The author of "La
Bete Humaine" fails as completely as the visionary A Kempis. Neither
realism nor romance alone will ever with its small plummet sound to
its depths the human heart or its mystery; yet from the union of the
two much perhaps might come.
We believe that just here lies the value of the novels of Henryk
Sienkiewicz. He has worked out the problem of the modern novel so as
to satisfy the most ardent realist, but he has worked it out upon
great and broadly human lines. For him facts are facts indeed; but
facts have souls as well as bodies. His genius is analytic, but also
imaginative and constructive; it is not forever going upon botanizing
excursions. He paints things and thoughts human.

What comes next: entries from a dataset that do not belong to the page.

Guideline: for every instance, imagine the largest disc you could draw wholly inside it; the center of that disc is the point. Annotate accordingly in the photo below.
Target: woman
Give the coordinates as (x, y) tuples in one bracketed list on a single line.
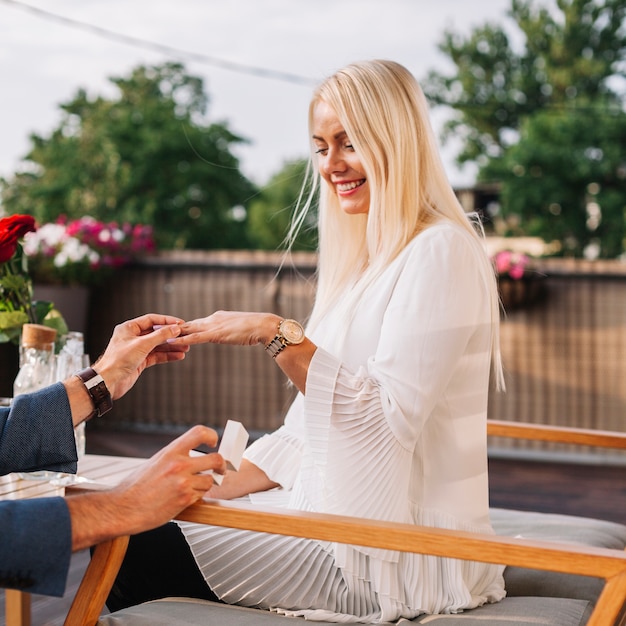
[(393, 372)]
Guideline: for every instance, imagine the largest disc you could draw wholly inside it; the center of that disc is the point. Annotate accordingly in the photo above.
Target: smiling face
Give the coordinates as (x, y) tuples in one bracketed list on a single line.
[(337, 162)]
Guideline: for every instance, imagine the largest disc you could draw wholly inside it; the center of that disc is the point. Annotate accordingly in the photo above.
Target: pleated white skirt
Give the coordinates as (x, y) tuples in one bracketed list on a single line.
[(290, 575)]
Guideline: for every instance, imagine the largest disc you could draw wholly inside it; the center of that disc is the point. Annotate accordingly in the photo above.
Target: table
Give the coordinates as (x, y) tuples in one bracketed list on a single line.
[(95, 472)]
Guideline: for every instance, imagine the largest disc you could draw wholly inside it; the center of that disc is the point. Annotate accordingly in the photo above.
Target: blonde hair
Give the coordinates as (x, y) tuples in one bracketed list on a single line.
[(385, 114)]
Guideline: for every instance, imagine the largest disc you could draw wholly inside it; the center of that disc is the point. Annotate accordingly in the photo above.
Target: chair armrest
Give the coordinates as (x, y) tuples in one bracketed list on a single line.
[(557, 434), (609, 565), (97, 582)]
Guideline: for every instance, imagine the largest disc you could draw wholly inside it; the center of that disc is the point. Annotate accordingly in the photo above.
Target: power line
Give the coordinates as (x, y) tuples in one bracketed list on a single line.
[(169, 50)]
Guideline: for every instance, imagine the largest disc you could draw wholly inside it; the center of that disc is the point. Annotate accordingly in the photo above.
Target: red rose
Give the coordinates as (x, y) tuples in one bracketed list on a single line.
[(12, 229)]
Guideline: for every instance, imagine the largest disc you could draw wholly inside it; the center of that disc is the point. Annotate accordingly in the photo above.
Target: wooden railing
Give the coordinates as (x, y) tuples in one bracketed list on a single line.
[(564, 354)]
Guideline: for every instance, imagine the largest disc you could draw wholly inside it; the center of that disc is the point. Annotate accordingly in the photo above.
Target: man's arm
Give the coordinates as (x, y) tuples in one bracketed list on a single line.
[(36, 432), (38, 535), (169, 482)]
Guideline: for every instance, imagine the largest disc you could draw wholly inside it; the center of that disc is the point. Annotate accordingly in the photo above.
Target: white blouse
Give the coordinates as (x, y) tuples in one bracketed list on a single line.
[(392, 427)]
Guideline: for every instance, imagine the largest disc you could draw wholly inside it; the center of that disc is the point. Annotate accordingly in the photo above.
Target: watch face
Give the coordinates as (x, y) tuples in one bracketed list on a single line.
[(292, 331)]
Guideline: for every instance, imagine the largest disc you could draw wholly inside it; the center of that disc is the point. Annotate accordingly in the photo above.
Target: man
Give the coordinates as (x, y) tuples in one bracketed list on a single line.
[(36, 432)]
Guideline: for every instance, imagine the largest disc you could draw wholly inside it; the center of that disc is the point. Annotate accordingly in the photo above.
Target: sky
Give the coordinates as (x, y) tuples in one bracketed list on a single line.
[(45, 59)]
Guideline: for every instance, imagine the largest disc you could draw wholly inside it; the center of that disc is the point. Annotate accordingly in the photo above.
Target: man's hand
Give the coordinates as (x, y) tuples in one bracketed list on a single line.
[(169, 482), (135, 345)]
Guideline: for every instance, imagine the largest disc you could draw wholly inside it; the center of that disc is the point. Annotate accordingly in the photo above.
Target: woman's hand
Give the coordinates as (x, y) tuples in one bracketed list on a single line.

The greatest genius assimilates unconsciously the best with which
it comes in contact, and by a subtle chemistry of its own makes new
combinations. Shakespeare, Dante, Goethe, and the realists, as well as
all the forces of nature, have helped to make Henryk Sienkiewicz; yet
he is not any one of them. He is never merely imitative. Originality
and imaginative fire, a style vivid and strong, large humor, a
profound pathos, a strong feeling for nature, and a deep reverence
for the forms and the spirit of religion, the breath of the true
cosmopolitan united with the intense patriotism of the Pole, a great
creative genius,--these are the most striking qualities of the work of
this modern novelist, who has married Romance to Realism.